Liz Smith | 05/30/2008 1:55 pm
From Sesame Street to Madonna and Cavalli: Summing Up the Merry Month of May
Hmmm. I have known, for a number of years, Joan Buck, who is one of us at wowOwow. (There are so many Joans on this site that this one sometimes styles herself as “Violet.”) I first met her after a night in Paris when I had been to see the bewitching perfectly matched showgirls in the Crazy Horse Saloon. She couldn’t believe I was such a corny, all-American tourist. We had dinner in a big brasserie — I believe it was La Coupole — and I thought she was the most sophisticated and intelligent person I’d ever met. After all, I’d never met a French-speaking person who had been a child movie star.
But nowadays I am wondering: What does Joan Buck’s mouth look like? In our photos she has a coffee cup concealing her lips (click here to see). Is this to pique our attention? I am reminded of Garbo in “Flesh and the Devil,” turning the communion cup around so she can drink from the place John Gilbert drank.
——————————
Do you think Madonna just won adoption rights for that little boy she found in Malawi for publicity? Believe me, I know the big “M” personally and that is simply not so. She fell in love with this little charmer. She is so thrilled that she is now his legit mother. And if Madonna needs “publicity,” well, she doesn’t know it.
© AP

And I want to say a word about her documentary “I Am Because We Are.” My friend, the show biz skeptic Roger Friedman, has written that this failed to win a theatrical distributor. Does this mean it’s no good or could we just chalk it up to not being very “commercial” in a market that has forgotten quality? I think it’s the latter because I hear from people I respect that the documentary, shown at Tribeca and Cannes, is simply terrific. It has real quality. Even Roger believes it will be seen eventually on the Sundance Channel.

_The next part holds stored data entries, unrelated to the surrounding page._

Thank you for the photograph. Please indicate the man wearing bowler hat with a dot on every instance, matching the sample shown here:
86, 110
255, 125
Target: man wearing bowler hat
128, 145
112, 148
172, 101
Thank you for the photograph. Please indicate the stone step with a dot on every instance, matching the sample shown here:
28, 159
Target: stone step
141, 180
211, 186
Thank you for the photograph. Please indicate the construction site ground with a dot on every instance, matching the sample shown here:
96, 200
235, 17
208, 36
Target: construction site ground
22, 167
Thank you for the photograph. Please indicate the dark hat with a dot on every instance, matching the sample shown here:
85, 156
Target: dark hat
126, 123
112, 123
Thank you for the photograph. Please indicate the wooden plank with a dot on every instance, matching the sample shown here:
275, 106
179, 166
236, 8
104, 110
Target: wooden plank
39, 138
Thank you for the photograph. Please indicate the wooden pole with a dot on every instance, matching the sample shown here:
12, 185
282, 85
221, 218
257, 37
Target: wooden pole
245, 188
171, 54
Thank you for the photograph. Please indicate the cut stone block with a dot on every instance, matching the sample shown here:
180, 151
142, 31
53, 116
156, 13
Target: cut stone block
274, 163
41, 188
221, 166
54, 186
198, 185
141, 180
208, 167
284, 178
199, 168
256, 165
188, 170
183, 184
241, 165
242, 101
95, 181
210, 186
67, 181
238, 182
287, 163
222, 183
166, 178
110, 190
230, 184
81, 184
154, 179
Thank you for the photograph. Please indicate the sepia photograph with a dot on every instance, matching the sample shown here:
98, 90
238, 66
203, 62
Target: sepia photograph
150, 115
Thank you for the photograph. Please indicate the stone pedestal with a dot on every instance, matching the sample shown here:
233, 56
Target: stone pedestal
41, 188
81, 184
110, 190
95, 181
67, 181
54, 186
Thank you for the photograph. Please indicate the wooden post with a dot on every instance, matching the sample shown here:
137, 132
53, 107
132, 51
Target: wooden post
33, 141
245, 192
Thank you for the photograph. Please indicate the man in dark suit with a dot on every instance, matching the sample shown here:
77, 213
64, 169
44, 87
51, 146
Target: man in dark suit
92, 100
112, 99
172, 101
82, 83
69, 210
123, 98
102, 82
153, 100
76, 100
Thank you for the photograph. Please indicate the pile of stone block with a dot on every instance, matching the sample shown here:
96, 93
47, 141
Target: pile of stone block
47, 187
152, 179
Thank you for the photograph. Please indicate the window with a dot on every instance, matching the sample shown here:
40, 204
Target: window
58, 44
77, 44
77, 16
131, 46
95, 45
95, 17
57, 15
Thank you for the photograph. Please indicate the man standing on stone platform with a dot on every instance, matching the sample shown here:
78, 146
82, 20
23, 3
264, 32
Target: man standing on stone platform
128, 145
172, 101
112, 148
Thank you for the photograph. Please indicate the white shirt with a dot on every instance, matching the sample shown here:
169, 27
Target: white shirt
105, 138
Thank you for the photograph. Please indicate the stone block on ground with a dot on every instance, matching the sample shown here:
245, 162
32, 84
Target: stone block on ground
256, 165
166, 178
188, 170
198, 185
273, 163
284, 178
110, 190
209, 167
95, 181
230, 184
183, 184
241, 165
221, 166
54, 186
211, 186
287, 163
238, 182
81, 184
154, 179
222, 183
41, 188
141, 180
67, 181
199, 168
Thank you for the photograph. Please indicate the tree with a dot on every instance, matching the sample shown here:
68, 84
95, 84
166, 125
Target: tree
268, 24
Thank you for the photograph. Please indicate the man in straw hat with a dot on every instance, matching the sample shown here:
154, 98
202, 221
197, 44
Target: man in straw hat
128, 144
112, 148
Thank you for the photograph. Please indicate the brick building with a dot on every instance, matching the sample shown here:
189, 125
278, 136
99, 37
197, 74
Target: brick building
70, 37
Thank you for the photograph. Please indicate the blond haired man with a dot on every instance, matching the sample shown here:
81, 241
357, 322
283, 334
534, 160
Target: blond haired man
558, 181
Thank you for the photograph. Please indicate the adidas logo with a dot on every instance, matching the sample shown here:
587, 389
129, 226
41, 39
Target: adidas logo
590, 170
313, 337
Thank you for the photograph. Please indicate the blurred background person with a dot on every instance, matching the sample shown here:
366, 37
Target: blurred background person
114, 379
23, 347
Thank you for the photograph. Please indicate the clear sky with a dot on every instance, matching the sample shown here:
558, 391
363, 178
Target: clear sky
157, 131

I am happy to know that Madonna’s first class of kabbalah-trained African orphans has just graduated. They will go on to lead their communities. My pal Roger believes celebrities should only work for causes where they have no religious agenda or curriculum. Oh, please! By Roger’s rights, millions of people would have stayed in educational darkness if the Jesuits hadn’t tutored scores of converts all over the world.
Missionaries with agendas are sometimes the only souls to venture into the far reaches of the globe and offer humanitarian help. Someone told me recently that religious missionaries are about the only people who can bear to stay on in Rwanda. (Since their civil war there between two tribes of people began, millions of dead have turned this African nation into a holocaust site. They need all the help they can get from whoever offers it.)
Let’s be real. It is better for Malawi orphans to be grounded in the kabbalah than to have no recourse at all to education. The kabbalah is just another exhortation showing people a certain way to live.
The Italian designer Roberto Cavalli, age 64, is another person who has a hard-on against Madonna. He has recently pronounced: “She is not nice with anyone; she doesn’t know how to be nice.” He goes on to praise Posh Spice (Mrs. Beckham) as “a fantastic woman.” And he must love Sharon Stone as she was a recent houseguest on his yacht in Cannes.
Mr. Cavalli is very pro-woman. He says, “I love women in all their different incarnations. My friends are practically all women. They are much more intelligent than men. I detest men.”
When it comes to fashion, Mr. Cavalli is not “in the moment.” He told British reporter Celia Walden: “There is a real vulgarity in the way women dress at the moment. They show off too much and try too hard. They don’t understand where the line is between sexy and vulgar.”